Embedded electron spin decoherence as indicator of the matrix material structure

TL;DR

This study demonstrates that embedded electron spin decoherence measurements can serve as a quantitative indicator of the structure and structural changes in matrix materials, combining theoretical modeling and experimental validation.

Contribution

The paper introduces a novel approach linking electron spin decoherence to matrix material structure, validated through experiments on crystalline, polycrystalline, and amorphous malonic acid.

Findings

Decoherence time scale extremums align with proton dipolar couplings in single crystals.

Orientation averaging yields decoherence profiles in polycrystalline samples.
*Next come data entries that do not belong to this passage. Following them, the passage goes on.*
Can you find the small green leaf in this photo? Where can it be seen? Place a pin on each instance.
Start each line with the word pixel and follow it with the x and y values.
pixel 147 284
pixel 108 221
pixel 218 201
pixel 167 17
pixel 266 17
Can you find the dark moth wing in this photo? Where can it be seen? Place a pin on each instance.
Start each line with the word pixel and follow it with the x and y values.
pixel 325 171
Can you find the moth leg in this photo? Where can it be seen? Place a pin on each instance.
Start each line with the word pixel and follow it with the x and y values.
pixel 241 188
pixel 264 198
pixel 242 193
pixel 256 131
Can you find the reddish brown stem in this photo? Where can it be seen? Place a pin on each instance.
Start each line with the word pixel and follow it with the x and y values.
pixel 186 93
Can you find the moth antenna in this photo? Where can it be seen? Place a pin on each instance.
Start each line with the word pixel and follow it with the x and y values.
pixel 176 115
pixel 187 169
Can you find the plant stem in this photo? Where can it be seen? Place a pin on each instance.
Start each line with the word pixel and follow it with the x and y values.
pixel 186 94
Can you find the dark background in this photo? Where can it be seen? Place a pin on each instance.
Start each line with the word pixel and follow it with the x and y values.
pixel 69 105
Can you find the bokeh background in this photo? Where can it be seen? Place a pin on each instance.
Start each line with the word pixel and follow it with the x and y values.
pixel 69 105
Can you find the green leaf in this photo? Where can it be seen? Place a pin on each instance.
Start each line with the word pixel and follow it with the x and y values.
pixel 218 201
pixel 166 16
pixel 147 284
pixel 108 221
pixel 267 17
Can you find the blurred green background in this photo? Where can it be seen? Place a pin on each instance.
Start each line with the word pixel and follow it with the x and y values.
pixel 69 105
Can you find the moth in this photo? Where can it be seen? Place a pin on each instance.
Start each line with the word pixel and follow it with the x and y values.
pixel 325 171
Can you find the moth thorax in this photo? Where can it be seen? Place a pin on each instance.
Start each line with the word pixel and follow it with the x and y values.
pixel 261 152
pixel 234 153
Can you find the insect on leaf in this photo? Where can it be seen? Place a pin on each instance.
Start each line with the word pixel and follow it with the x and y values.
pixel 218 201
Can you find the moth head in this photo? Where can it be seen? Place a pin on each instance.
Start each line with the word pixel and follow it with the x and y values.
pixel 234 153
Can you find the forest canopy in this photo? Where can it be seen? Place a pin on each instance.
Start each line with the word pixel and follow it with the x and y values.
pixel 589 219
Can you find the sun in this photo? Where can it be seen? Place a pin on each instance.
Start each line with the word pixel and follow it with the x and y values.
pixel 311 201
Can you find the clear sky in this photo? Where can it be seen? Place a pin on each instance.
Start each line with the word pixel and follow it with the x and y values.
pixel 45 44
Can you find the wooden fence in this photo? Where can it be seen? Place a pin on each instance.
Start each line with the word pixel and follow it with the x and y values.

Amorphous polymorph shows reduced decoherence time scale, confirming structure dependence.

Abstract

In this work the problem of characterizing matrix material structure from embedded electron spin decoherence is studied both theoretically and experimentally. Theoretical calculation using nuclear spin bath model and cluster correlation expansion method shows that the positions of decoherence time scale extremums among single crystal orientations of the matrix material coincide with those of the nearest neighbour proton dipolar couplings. This finding is confirmed by single crystal pulsed EPR experiment performed on $\gamma$-irradiated malonic acid (MA). Electron spin decoherence decay profile in polycrystalline matrix material is obtained from the orientation dependence as an average over sampled orientations on a Fibonacci grid. In addition, it is pointed out theoretically that a further removal of crystal ordering in the nuclear spin bath can reduce decoherence time scale from the polycrystalline value. This prediction is verified experimentally by the Hahn echo time decay scale in a new amorphous polymorph of MA, obtained for the first time by mechanical milling. Thus the embedded electron spin decoherence can be viewed as a quantitative indicator for studying structures and/or structure changes of the matrix material.